Traditions and Encounters, 4th Edition (Bentley)

Chapter 37: NEW CONFLAGRATIONS: WORLD WAR II

Overview

The Second World War (1939–1945) was indeed a conflagration such as the world had never seen before. There was no precedent for scale of the devastation, the millions of dead, the unimaginable barbarity. World War II was the defining event of the twentieth century. It determined the global powers, the global alignments, and many of the issues for the next generation. Some aspects of the war to consider as you read:

  • Appeasement. The causes of the war are complex but must include the failure of western democracies to take seriously the threat of fascism. When Japan invaded Manchuria in 1931, when Italy seized Ethiopia in 1935, when Germany claimed first the Sudetenland and then all of Czechoslovakia in 1938: at every turn, world leaders decided to appease the aggressor rather than risk a war.
  • Isolationism. Sunk in the depression, Britain, France, and the United States erected walls of tariffs against imports, which only deepened the global depression.
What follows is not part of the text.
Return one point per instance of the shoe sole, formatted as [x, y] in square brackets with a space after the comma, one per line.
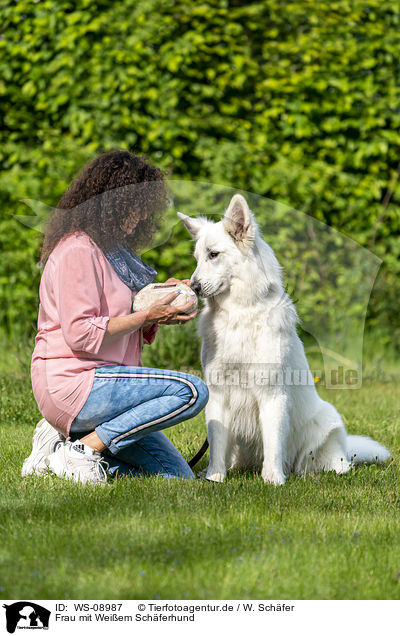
[55, 466]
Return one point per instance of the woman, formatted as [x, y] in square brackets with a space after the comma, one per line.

Disillusioned with the outcome of World War I, the western democracies did not maintain their military strength. When the next war came, they were ill prepared.
  • Total war. Like the First World War, the second involved whole populations on an unprecedented scale. Women on both sides performed industrial work and joined auxiliary forces. Civilians were targets of war through aerial attacks, blockades, rape, and internment. Civilian casualties were in the tens of millions.
  • Genocide. Certainly the most horrifying aspect of the war was the Nazi attempt to methodically exterminate the entire Jewish population of Europe, along with other "undesirable" populations. Nearly six million Jews were killed in the death camps.
  • An uneasy alliance. Capitalist and communist states found common cause in the battle against fascism. By keeping up the pressure on two fronts, the Allies eventually crushed the Axis Empire. However, by the end of the war, the alliance between Britain, the United States, and the Soviet Union was frayed and unstable.
  • Postwar uncertainties. At the Yalta conference of 1945, the Allies agreed that the Soviets could establish temporary governments in eastern Europe and eastern Germany in exchange for Stalin's pledge to help the United States defeat Japan. These puppet states were supposed to be temporary but instead became permanent dependents of the Soviet Union. The postwar conflict between the United States and the Soviet Union was already apparent.